Unstructured text in newspaper articles can potentially capture investor sentiment or biases and is valuable in predicting future stock market returns. By quantifying these text data and combining them with familiar regression factors, the authors find that future market returns can be better predicted. Predictive power is further improved with cluster analysis.
The authors extract information from newspaper articles and aim to discern whether quantitative measures of these data are useful in predicting future stock market returns. They examine the content of news, quantify the data using word-count indices, and investigate whether the indices are useful in predicting future returns of the German DAX index. They also examine the effect of clustering on predictive power and explore whether the predictive power of news articles has increased over time.
How Is This Research Useful to Practitioners?
Studying the German stock market, the authors find that financial newspaper articles contain information that is valuable in predicting future stock returns. News stories have statistically significant predictive potential in and out of sample, even after controlling for such commonly known factors in regression models as size, value, volatility, term spread, and so forth. The predictive potential of newspaper content has increased over time, according to the authors’ out-of-sample analysis.
They find that word-count indices are significantly correlated with future stock returns. Several words are Granger causative of future DAX returns. The use of statistical word clusters increases predictive power. Seven or more clusters are essential for optimally predicting returns; fewer clusters (e.g., two clusters with “positive” and “negative” sentiment) reduce explanatory power.
When the authors extend their study to the real economy, they find that predictive ability goes down—suggestive of, perhaps, a behavioral explanation. As an application, the authors suggest that news data can help predict future stock returns in Germany. Asset managers with exposure to the German stock markets may find the study beneficial. Quantitative managers and algorithmic traders may also find the study useful in complementing existing models.
Some may consider that the study is an example of data mining—finding clusters of words that might, ex ante, explain market movements. Further validation via application of the authors’ techniques to other news sources and other markets could help reinforce their contentions. If the explanation for the authors’ results is behavioral, then further clarification as to why this might be would be helpful.

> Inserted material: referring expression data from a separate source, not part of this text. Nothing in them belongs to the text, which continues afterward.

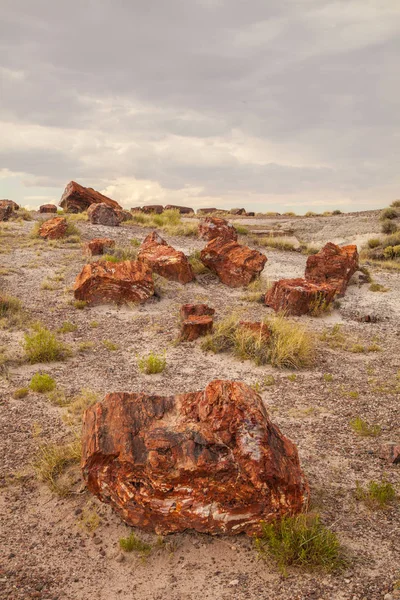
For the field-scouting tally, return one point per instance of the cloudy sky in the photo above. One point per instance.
(272, 105)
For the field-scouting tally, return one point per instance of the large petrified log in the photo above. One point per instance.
(101, 214)
(53, 229)
(299, 296)
(165, 260)
(103, 282)
(210, 460)
(234, 264)
(213, 227)
(77, 198)
(333, 265)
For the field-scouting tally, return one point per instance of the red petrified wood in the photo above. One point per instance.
(77, 198)
(48, 208)
(104, 282)
(98, 245)
(165, 260)
(213, 227)
(210, 460)
(234, 264)
(53, 229)
(333, 265)
(299, 296)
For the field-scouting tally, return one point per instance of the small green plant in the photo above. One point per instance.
(152, 363)
(110, 345)
(134, 544)
(43, 346)
(67, 327)
(300, 541)
(42, 383)
(21, 393)
(363, 428)
(378, 494)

How Did the Authors Conduct This Research?
Unstructured newspaper text forms the authors’ raw research material. From newspaper articles published in 1989–2011 in the Handelsblatt, a German financial newspaper, the authors assemble a 236-word list containing nouns, adjectives, verbs, and words with positive and negative sentiment.

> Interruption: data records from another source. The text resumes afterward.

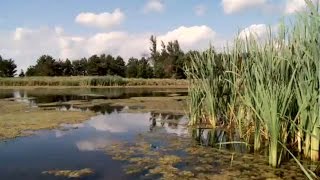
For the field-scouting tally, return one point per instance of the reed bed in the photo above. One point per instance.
(88, 81)
(267, 90)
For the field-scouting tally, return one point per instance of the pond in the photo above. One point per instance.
(118, 143)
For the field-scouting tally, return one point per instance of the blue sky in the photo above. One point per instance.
(77, 28)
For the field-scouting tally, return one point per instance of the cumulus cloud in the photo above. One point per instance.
(256, 30)
(26, 45)
(200, 10)
(234, 6)
(193, 37)
(102, 20)
(293, 6)
(154, 6)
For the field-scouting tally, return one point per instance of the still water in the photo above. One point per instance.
(80, 146)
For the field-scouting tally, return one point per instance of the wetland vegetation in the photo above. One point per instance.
(250, 112)
(264, 91)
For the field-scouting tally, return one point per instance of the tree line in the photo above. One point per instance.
(167, 63)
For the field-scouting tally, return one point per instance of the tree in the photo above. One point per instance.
(80, 67)
(67, 68)
(119, 67)
(21, 73)
(7, 68)
(93, 66)
(31, 71)
(132, 68)
(45, 66)
(144, 69)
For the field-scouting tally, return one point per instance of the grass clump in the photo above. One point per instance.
(88, 81)
(271, 86)
(70, 173)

To quantify the text, the authors construct word-count indices by counting monthly word occurrence in articles and standardizing with Z-scores. With these foundational word-count indices, the authors conduct univariate, multivariate, and cluster analyses.
For their univariate analysis, the authors calculate correlations between word-count indices and future-period DAX excess returns and run Granger-causality tests. Granger causality is based on cause preceding effect and the cause evidencing distinct predictive power on the effect’s future value.
The authors conduct a multivariate stepwise regression to assess the predictive ability of content using word-count indices as the dependent variable. They control for such predictors as Fama–French size and value factors, macroeconomic factors, foreign stock market effects, the consumer price index, and volatility; they also control for multicollinearity. Goodness of fit is tested using in-sample analyses, whereas predictive ability is tested using out-of-sample tests with rolling time windows. The regression slope of realized and forecasted returns and root mean square error help evaluate predictive ability.
Cluster analysis is used to reduce high data dimensionality. Cluster analysis is unsupervised learning, where data are grouped based on similarities. This process is not the same as categorizing data into such predefined categories as negative or positive. A hierarchical clustering algorithm determines cluster proximity using complete linkage, where the maximum Euclidean distance between two points in different clusters determines proximity.
Advances in knowledge, increased computing power, and large amounts of data may result in more interest in quantifying information from text. This study is based on the German stock market. Future paths to explore include other markets and techniques, as well as potential limitations.